Our pragmatic experiences with (ZFS) disk errors in our infrastructure
I wrote before about when we replace disks based on errors (and then more on ZFS read errors). Today I want to talk about our pragmatic experiences in our fileserver infrastructure. The first and most important thing to understand about our experiences is that in our environment disk errors are indirect things. Because we are using iSCSI backends, ZFS does not have access to the actual SATA disk status; instead, all it gets is whatever the iSCSI backends report.
(I find it plausible and indeed likely that ZFS could behave somewhat differently if it was dealing directly with SATA disks and had better error reports available to it.)
On the backends themselves we see two levels of read errors, what I will call soft read errors and hard read errors. Both soft and hard read errors seem to generally result in SATA channel resets (which affect all disks on the channel); the difference between the two is that at the end of a soft error the read appears to succeed, while at the end of a hard error we see the Linux kernel log an actual read error (and then iSCSI relays the read error to Solaris and ZFS). On the backends, soft disk errors only report the ATA device name for the disk involved, which can make finding it a little bit interesting; hard read errors report the full name. Handling soft read errors can sometimes take long enough that Solaris sees an IO timeout and retries the IO (and logs a message about it), but usually the only sign on the fileservers themselves is slow IO.
(It's possible that some reads from soft errors are actually returning corrupted data and this is the cause of some of our checksum errors. However, I don't think we've seen a strong correlation between reported checksum errors in ZFS and soft read errors on the backends.)
Our experience is that SMART error reports (on the backends) are all but
useless. We do not always see SMART errors for hard read errors (much
less soft ones) and we see SMART errors reported on disks that have no
observable problems. At this point SMART reports are mostly useful for
catastrophic things like 'the disk disappeared'; however, we've seen
spurious reports even for those (our current theory is that a
check at the wrong time during a SATA channel reset can fail to see
As far as we've been able to see, hard read errors do get reported to Solaris and ZFS and do result in ZFS read errors. However, I admit that we haven't generally done forward checks here (noticing hard read errors on the backends and then seeing that the Solaris fileservers reported hard read errors at the same time); instead, we have tended to work backwards from ZFS read errors on the fileservers to see that they are mostly hard read errors on the backends.

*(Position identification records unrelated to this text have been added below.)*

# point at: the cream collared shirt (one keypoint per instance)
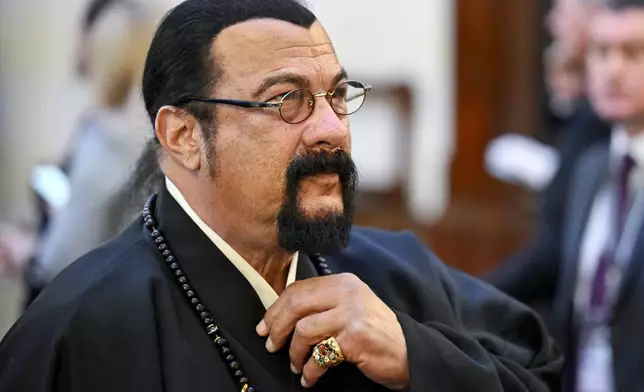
(264, 290)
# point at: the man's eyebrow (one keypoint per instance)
(279, 79)
(339, 77)
(293, 79)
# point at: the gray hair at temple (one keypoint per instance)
(180, 63)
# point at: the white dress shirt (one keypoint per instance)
(595, 372)
(264, 290)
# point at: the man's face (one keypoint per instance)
(615, 64)
(297, 176)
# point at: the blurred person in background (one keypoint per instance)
(581, 127)
(114, 38)
(570, 126)
(590, 272)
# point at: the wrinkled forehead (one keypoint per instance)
(250, 51)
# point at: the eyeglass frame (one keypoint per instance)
(276, 105)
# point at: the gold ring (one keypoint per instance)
(327, 353)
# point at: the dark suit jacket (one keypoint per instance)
(117, 321)
(531, 274)
(558, 270)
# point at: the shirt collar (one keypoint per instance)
(623, 144)
(264, 290)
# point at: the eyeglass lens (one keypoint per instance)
(346, 99)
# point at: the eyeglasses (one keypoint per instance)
(297, 105)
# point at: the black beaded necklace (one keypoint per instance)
(202, 313)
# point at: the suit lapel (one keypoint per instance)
(633, 269)
(234, 304)
(591, 175)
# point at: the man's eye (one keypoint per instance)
(278, 97)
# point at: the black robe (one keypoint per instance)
(116, 320)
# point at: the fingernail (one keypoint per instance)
(261, 328)
(270, 347)
(294, 369)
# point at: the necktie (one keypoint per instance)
(598, 297)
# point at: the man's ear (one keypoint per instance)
(180, 136)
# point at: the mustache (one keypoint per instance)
(313, 163)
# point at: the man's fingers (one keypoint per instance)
(312, 373)
(310, 331)
(299, 300)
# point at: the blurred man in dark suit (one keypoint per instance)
(588, 266)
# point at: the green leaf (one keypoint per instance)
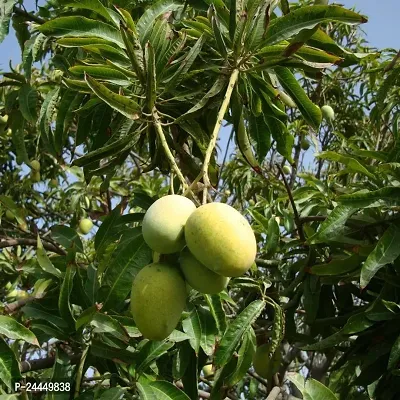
(150, 352)
(44, 260)
(245, 357)
(337, 266)
(114, 393)
(18, 137)
(284, 139)
(386, 251)
(215, 306)
(387, 196)
(209, 331)
(78, 26)
(9, 369)
(12, 329)
(351, 163)
(311, 389)
(235, 331)
(105, 324)
(65, 292)
(311, 113)
(307, 18)
(192, 327)
(132, 255)
(123, 104)
(37, 311)
(67, 237)
(333, 225)
(28, 98)
(394, 357)
(273, 236)
(260, 133)
(93, 5)
(185, 65)
(160, 390)
(147, 20)
(7, 7)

(Offhand, I'm not sure if we've seen ZFS read errors without hard read errors on the backends. It's a good question and we have some records, but I'm going to defer carefully checking them to a potential future entry.)
We haven't seen ZFS write errors unless the actual disks go away entirely (eg, if we pull a live disk ZFS will light up with write errors in short order). I don't think we've noticed any backend reports about write errors on running disks.
Our old version of Solaris is generally okay with both soft and hard
read errors; soft errors sometimes cause IO timeouts and hard read
errors wind up with actual ZFS-visible read errors (sometimes after
timeouts), but that has mostly been it. The one exception is a single
Solaris fileserver install that got itself into an odd state that we
don't understand. Although it was theoretically identical to all of
our other fileservers, this single fileserver had a very bad reaction
to read errors at the ZFS level; after a while NFS became very slow or
non-responsive and all ZFS operations would usually eventually start
locking up entirely (even things like '
zpool status' for a pool not
experiencing IO problems). Once we identified the cause of its lockups,
we started aggressively replacing its backend disks the moment they
reported hard read errors. This machine had other iSCSI anomalies (eg,
it established iSCSI connections at boot very slowly) and we eventually
replaced its Solaris install, which seems to have made the problem go
(Our troubleshooting was complicated by the fact that this is our only fileserver that uses 1.5 TB disks instead of 750 GB disks on the backends and almost all of our problem disks have been 1.5 TB disks. We weren't clear if it was just how ZFS reacted to this sort of slow hard read errors over iSCSI, something different about the disks, some hardware problem on the fileserver server, something different about the iSCSI backends it used, and so on.)